By Air Force Lt. Col. Ellen Krenke
National Guard Bureau
WASHINGTON, Sept. 24, 2010 – A report released this week will help Defense Department officials implement recommendations made by the Commission on the National Guard and Reserve two years ago.
“There is a very strong commitment to implement most of recommendations of [the commission],” Dennis M. McCarthy, assistant secretary of defense for reserve affairs, said at a roundtable discussion here yesterday. “This [report] is going to help us sustain and maintain the momentum of that process.”
The Center for a New American Security report, which argues for a number of actions that will strengthen the Guard and reserves, combined with the 12 other studies being conducted by the Defense Department, also will help to inform defense leaders as they plan for the future of the reserve components, said Air Force Gen. Craig R. McKinley, chief of the National Guard Bureau.
“This century obviously has been hugely challenging for all of us,” he said. “We are emerging into the second decade of this century and trying to figure out what are the proper sweet spots for the reserve components.”
McKinley said today about 64,000 National Guard men and women are serving overseas in support of the Army and Air Force, but equally important is their 24-hours-a-day, 365-days-a-year support to their governors.
“Because we don’t know when the next crisis will hit, that requirement to be ready all the time … is very important for us to understand,” he said. “At any moment, we can be challenged with a disaster of natural or man-made proportions, … [and] we have to be ready to meet those challenges."
McCarthy said the Guard and its DOD partners have made “tremendous” progress in its support to civil authorities.
“We are definitely, in my opinion, moving in the right direction,” he said, adding that the Guard’s weapons of mass destruction and civil support teams didn’t exist a few years ago.

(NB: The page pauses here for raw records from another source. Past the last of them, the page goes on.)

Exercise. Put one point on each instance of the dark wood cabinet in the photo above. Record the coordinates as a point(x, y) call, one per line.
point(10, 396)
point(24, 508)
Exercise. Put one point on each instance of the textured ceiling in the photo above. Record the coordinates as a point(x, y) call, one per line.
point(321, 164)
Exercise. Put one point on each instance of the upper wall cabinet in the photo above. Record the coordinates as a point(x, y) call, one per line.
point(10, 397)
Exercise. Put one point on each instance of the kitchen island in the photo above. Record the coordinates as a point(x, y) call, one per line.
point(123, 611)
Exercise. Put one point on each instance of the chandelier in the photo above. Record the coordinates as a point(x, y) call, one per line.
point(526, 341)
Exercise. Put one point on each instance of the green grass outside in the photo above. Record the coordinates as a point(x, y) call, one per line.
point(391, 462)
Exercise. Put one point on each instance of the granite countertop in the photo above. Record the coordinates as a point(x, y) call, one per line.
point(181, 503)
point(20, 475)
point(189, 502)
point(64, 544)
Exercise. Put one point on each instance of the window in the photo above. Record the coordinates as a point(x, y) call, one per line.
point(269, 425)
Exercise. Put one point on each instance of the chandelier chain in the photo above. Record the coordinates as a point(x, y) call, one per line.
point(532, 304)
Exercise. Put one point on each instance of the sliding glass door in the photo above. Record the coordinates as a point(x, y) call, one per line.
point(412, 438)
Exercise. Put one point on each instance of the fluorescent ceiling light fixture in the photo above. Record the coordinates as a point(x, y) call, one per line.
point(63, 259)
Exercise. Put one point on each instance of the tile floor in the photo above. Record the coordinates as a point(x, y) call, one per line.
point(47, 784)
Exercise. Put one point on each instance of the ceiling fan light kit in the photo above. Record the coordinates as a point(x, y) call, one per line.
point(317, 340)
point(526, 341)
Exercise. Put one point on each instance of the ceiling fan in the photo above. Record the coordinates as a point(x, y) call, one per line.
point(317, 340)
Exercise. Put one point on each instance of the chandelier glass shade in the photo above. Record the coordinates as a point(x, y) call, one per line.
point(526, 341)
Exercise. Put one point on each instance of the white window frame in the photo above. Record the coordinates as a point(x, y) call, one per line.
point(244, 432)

The report states the Army and Air Guard and other reserve-component branches lack about 25 percent of their required equipment, but McCarthy said it’s unrealistic to expect every unit to be fully equipped.
“I simply don’t think that we ought to knee jerk into the idea that every company and every battalion needs to have 100 percent of its table of equipment parked out on the back lot,” McCarthy said. “If that is the standard we use for measure, I think we are never going to get there, or we’re going to get there with old and outmoded equipment.
“We need to get beyond that,” he continued, “and do some things that are perhaps a little more creative and a little more useful.” He added that new approaches are needed, including the use of simulation.
“Making the reserve component an integral and indispensible part of the operational force will take a whole range of actions that … the department is committed to take,” McCarthy said.